Their model crushes it on closed-system tasks (97.3% on MATH-500, 2029 Codeforces rating) where success criteria are clear. This makes sense - RL thrives when you can define concrete rewards. Clean feedback loops in domains like math and coding make it easier for the model to learn what "good" looks like.

What's counterintuitive is they achieved this without the usual supervised learning step. This hints at a potential shift in how we might train future models for well-defined domains. The MIT license is nice, but the real value is showing you can bootstrap complex reasoning through pure reinforcement.

The challenge will be extending this to open systems (creative writing, cultural analysis, etc.) where "correct" is fuzzy. You can't just throw RL at problems where the reward function itself is subjective.

This feels like a "CPU moment" for AI - just as CPUs got really good at fixed calculations before GPUs tackled parallel processing, we might see AI master closed systems through pure RL before cracking the harder open-ended domains.

The business implications are pretty clear - if you're working in domains with clear success metrics, pure RL approaches might start eating your lunch sooner than you think.

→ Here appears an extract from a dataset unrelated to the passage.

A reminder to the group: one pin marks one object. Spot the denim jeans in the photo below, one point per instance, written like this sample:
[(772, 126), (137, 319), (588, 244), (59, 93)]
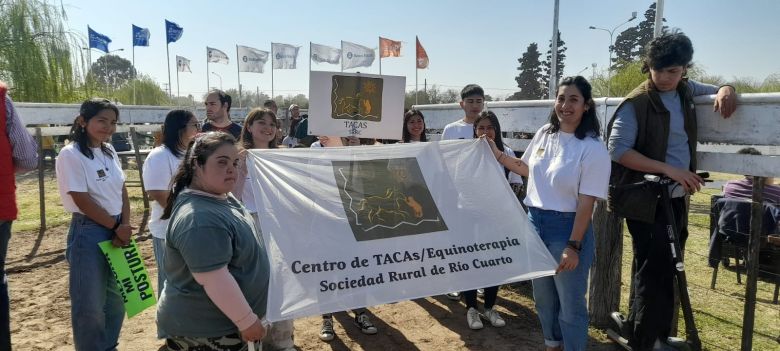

If you're in fuzzy human domains, you've probably got more runway.




Interestingly this point was indicated by Karpathy last summer that RLHF is barely RL. He said it would be very difficult to apply pure reinforcement learning on open-domains. This is why RLHF are a shortcut to fill this gap but still because the reward model is trained on human vibes checks the LLM could easily game the RM by giving out misleading responses or gaming the system.

Importantly the barrier is that open domains are too complex and too undefined to have a clear reward function. But if someone cracks that — meaning they create a way for AI to self-optimize in these messy, subjective spaces — it'll completely revolutionize LLMs through pure RL.

Here's the link of the tweet: https://x.com/karpathy/status/1821277264996352246


The whole point of RLHF is to make up for the fact that there is no loss function for a good answer in terms of token ids or their order. A good answer can come in many different forms and shapes.

That’s why all those models fine tuned on (instruction, input, answer) tuples are essentially lobotomized. They’ve been told that, for the given input, only the output given in the training data is correct, and any deviation should be “punished”.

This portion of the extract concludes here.